Dr Andrew Cummings, of South Craven School at Cross Hills, said the proposed change was misguided at best and morally wrong at worst.
He added his voice to criticism expressed by the management of University Academy Keighley last month.
The Government plans will mean a single end-of-course exam and one exam board for core subjects.
Education Secretary Michael Gove has argued that GCSEs were designed “for a different age and a different world”.
He said the reforms would create a rigorous, internationally-competitive exam system and provide pupils with equal opportunities to succeed.
But Dr Cummings said: “This will introduce a new system from 2015, whereby students will have to take exams in English, maths, science, a foreign language and history or geography in order to pass the English Baccalaureate.
“Schools such as South Craven are proud that we now have a system where the overwhelming majority of students leave with qualifications which allow them to progress.
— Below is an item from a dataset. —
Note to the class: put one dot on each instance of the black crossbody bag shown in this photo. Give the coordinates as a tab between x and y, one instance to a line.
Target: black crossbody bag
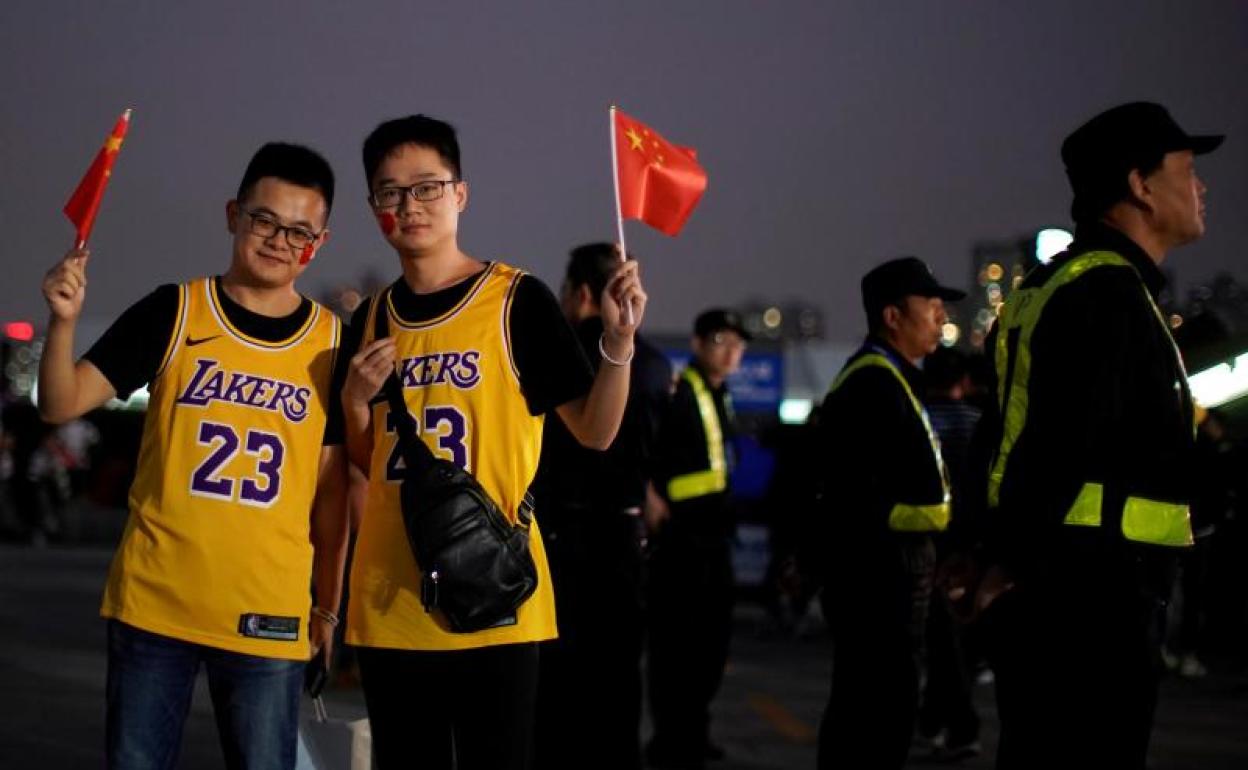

“For the last three years, our pass rate for five A*-Cs has been between 98 and 100 per cent. Including English and maths, it is between 61 and 63 per cent.
“Mr Gove’s new examination will be harder. The success rate is likely to be around 30 to 40 per cent nationally. It is an exam for the few, not the majority.”
He said that while the proposals promoted a return to end-of-course exams with no coursework, examinations based on rote learning were less important in a digital society where information can be easily retrieved.
He said: “Coursework was introduced to counteract the unfairness of the assessment of a student’s ability being dependent on an exam taken on a particular day.
“The concentration on an arbitrary list of subjects means students will be prevented from studying those they enjoy and that are more useful to their progression.
“As an historian I can make a passionate defence of the unique role that history plays in education. However, I cannot as a head teacher accept that history’s claim is greater than art, music, drama, technology, IT, business studies, religious education, physical education, or some of the excellent vocational qualifications we offer.”